It wasn’t just Redbox seeing the blunt end of this stick either, as Netflix and other streaming giants also saw problems with studios holding their assets hostage. Almost every studio had disbanded the idea of licensed content to favor their own streaming service.
Redbox went from nearly $1 Billion in revenue a year (2018) to just $200 million by 2023, nearly 70% decline year-over-year. Studios no longer had interest in working with them, and the lower revenue didn’t allow them to meet contracts made with retail stores. The new owner, Chicken Soup For The Soul, had no industry connections and no way to re-work the deals with the studios.
In 2020 a hedge fund had owned Redbox, previous owners being McDonalds and Coin Star. The owner decided to try and capture the “meme stock” movement and made Redbox go public, in hopes of random retail traders boosting the stock, but it didn’t work. Instead Chicken Soup For The Soul purchased the company for less than $2 per unit and absorbed the debt.
At this time the kiosk company had over 330 million dollars of debt, and the newly acquired company was blindsided by issues that went beyond the initial investment. The company struggled to simply offer Barbie at the kiosks, with most new releases skipping them entirely. Redbox went a whole year only offering a dozen new releases. Studios refused to prop the company up with favorable deals, and had no monetary interest in keeping the DVD rental business alive. It was a risky move by the company to purchase the kiosk company, but the CEO stated he “loved chaos,” and simply didn’t realize how tricky it was to navigate the Hollywood market. It went bankrupt two years later.

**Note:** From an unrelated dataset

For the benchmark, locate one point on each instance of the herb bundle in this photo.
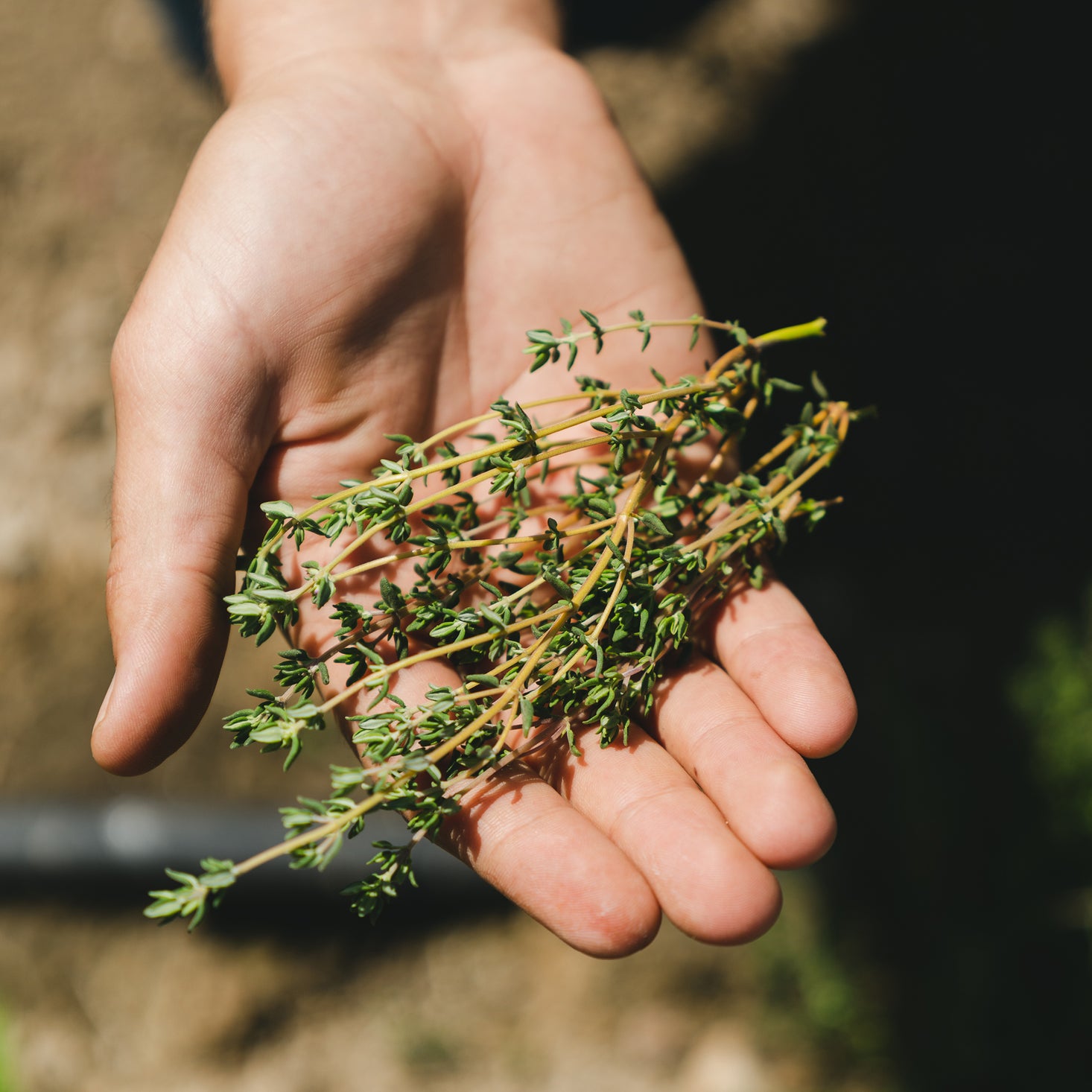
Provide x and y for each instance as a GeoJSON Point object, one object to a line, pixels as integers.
{"type": "Point", "coordinates": [559, 555]}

Now all kiosks are being removed, mostly sold for scrap, or being purchased by fans for some nostalgic gain. All Redbox official vehicles were repo’d last year.
But this is the ongoing issue with Hollywood
Every time a considerably accessible method to see new movies releases, it has been met with barriers and constant fights by the studios to get their hands on the revenue entirely. Every time an accessible outlet appears, the industry cries about “devaluing their product.” Currently new movies cost 10-20 dollars to rent digitally (sometimes more for newer releases, Deadpool vs Wolverine is currently 26 dollars to rent), and consumers becoming more aware of digital “purchases” simply being long term rentals is a growing concern.
In a competitive market, large corporations often prioritize their own profits over collaboration. While their reluctance to share their products with other companies is understandable, they overlook the importance of reaching a wider audience. As a result, gatekeepers emerge at every turn, stifling innovation and quashing new ideas.
Studios recently opted to retain their assets exclusively, a decision that nearly decimated movie theaters. However, they eventually realized the value of collaboration and began licensing their shows to third-party platforms like Netflix again. This shift in strategy, driven by declining revenue and sales, forced studios to acknowledge the importance of partnerships. While they bear the responsibility for their previous actions, the need for external outlets has prompted them to re-establish these collaborations. Running the mechanics of a rental service isn’t nearly as fun as making movies. And it won’t be long before they think they can make a quick buck yet again….
But maybe people seeing your film advertised on a big Redbox as they walk into their favorite store wasn’t entirely bad?